Saturday, November 16, 2019

Good Programming: Error Handling

Error handling is one of the holy grails of software development and it's easy to see why if you consider that bad error handling can bring down an entire system.
Think I'm exaggerating? I work on an eCommerce solution which fails completely if a product page has no valid image. That means the customer gets a 500 error page instead of the opportunity to buy a product because someone forgot to upload an image.

I've even had discussions with developers who neglect error handling and say: "Well, if this happens, then it's *supposed* to blow up". What "this happens" means varies from context to context but, in my example above, it means "a product has no image" so let's crash.

Now, I'd like to believe that this is oftentimes an oversight rather than a conscious decision. The programmer focuses on the Ideal Path and simply neglects to consider (or is never told) what should happen when the Ideal Path gets bumpy.

Modern coding practices such as chaining feed into this. It looks absolutely fabulous to chain methods together in code... until we get a single method returning unexpectedly and our favourite error, the nullPointerException, brings down the system.

    database()
      .read('something')
      .call('something', user.property()) // Boom!
      .thenDoThis('never happens');

Of course you can use chaining responsibly but you can't always avoid code you call behaving badly. Even if you wrote the code you are calling, it may misbehave, someone may change it, you never know when something UNEXPECTED can occur and tear down your work of art.

The solution? Expect the unexpected! Be pessimistic. Like any good engineer.

In my first job out of Uni I worked for a small bio-startup in Roslyn, Scotland. Yes, Dolly the Sheep, was pretty much sharing office space with us. My boss, a no-nonsense Yorkshireman kept asking me why so much of my code was error handling. I replied that you never know what might happen and he replied: I pay you to code business logic and what I'm getting is 80% error handling and paranoid disaster mitigation. Well, not in those terms exactly: he probably told me to "get yer finger ot and staaat deliverin' t'goods afoor A thump you".
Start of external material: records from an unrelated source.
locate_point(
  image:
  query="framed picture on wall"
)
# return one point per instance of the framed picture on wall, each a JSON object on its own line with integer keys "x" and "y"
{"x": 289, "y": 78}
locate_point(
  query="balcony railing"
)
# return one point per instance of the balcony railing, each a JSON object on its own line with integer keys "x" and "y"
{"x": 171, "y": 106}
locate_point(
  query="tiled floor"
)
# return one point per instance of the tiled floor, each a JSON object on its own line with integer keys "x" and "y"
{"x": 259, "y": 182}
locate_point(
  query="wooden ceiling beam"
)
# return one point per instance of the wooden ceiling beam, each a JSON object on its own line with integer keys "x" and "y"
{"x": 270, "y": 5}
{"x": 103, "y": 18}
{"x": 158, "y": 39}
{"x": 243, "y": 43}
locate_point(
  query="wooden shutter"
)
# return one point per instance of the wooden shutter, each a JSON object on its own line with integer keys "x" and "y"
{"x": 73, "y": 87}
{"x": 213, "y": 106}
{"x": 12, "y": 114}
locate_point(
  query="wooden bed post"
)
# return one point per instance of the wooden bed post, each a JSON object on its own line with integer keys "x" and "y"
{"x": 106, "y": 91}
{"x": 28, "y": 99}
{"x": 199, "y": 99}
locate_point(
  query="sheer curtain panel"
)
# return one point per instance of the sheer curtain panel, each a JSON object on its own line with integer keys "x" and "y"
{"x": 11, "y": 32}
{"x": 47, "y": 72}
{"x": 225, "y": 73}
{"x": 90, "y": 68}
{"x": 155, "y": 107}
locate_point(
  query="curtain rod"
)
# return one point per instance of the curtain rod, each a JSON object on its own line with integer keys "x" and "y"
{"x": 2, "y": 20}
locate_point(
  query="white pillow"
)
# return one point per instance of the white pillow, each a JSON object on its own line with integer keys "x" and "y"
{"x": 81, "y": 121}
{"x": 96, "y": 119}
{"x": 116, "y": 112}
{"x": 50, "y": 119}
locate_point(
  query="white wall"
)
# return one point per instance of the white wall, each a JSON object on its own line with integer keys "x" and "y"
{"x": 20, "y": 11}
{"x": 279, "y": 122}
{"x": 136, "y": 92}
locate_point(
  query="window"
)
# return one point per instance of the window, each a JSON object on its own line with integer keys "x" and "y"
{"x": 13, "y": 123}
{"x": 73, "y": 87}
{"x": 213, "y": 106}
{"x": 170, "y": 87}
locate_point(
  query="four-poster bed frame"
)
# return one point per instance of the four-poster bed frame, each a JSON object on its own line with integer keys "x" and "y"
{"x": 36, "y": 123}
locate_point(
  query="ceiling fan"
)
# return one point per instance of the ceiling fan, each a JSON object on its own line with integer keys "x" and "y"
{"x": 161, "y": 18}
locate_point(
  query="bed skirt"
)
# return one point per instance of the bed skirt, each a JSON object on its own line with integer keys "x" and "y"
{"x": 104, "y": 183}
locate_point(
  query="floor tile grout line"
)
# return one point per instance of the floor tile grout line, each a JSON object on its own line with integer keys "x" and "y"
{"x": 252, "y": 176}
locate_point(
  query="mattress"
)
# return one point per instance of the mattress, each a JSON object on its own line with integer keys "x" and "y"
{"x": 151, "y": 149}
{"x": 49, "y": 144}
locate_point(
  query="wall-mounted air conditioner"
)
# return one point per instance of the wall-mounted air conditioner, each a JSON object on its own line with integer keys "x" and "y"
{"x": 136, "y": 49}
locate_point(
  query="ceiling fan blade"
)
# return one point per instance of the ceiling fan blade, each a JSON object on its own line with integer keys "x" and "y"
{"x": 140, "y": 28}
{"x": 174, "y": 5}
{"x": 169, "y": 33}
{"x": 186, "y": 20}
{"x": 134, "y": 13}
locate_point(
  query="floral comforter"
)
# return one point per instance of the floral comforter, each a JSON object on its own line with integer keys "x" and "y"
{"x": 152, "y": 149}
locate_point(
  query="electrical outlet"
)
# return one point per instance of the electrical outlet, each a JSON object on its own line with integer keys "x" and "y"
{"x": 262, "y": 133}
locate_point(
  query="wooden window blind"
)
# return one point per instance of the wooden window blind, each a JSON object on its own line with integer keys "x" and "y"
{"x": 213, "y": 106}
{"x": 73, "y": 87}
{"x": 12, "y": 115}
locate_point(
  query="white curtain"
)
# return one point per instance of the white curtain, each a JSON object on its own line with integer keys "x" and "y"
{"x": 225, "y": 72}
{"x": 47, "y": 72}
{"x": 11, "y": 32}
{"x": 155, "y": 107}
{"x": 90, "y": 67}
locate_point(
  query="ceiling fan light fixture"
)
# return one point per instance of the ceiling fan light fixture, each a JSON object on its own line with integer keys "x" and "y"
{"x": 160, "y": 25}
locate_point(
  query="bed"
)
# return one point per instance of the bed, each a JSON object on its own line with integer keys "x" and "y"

What is the goal of error or exception handling? IMHO it's to be transparent to the user and the operator of the system about what just happened and, ideally, what can be done.

In simple terms it means telling the user that what they tried to do did not work and how to proceed or work around the problem. An example is to show a message "Your file could not be saved, please try again!". This is obviously not very helpful if the problem persists but if the problem is intermittant (network outage to google drive) then it may just work the second or third time around.

Now that we've shown the user what's going on we need a way of recording this incident so that the operator or owner of the software product is also aware of the outage and can take appropriate action. We may log error NET307 to record a network save issue.

In the example above there may be no action the operator or owner can take: Google Drive cannot help it if their user's WiFi is dodgy can they? Or can they? If the product owner is aware that 50% of users run into NET307 each week they may work towards mitigating the pain associated with not being able to save a document as the user's train enters a tunnel and network access disappears.

Thus a sound logging, monitoring and reporting of the error feeds back into the product development cycle to produce new features such as offline saving. The document is saved to a local storage mechanism if the network is not available and later synced up to the online service when the network again becomes available.

Examples of bad exception handling abound: user's seeing stack traces or misleading messages about what just happened. Operators seeing the wrong stack trace or line number (yes, I'm looking at you PowerShell). Proper error handling is about the developer understanding what just happened in their code and translating this into a user-friendly message, an operator friendly log and, ideally, an owner-friendly metric. In this way the target audience is best served.

I am tired of hearing that "it works" when a crappy piece of software runs under some (ideal) conditions. It's like saying that half a barrel floats: indeed it does but you wouldn't want to cross the Atlantic in it. Your software may run in ideal conditions but the world is not ideal.

This becomes more apparent the more connected the world becomes and the more distributed our systems are. If your software fails completely (e.g. the nodeJS process crashes out and your service is dead) because of an HTTP timeout due to a slow network then you need to think about better error handling.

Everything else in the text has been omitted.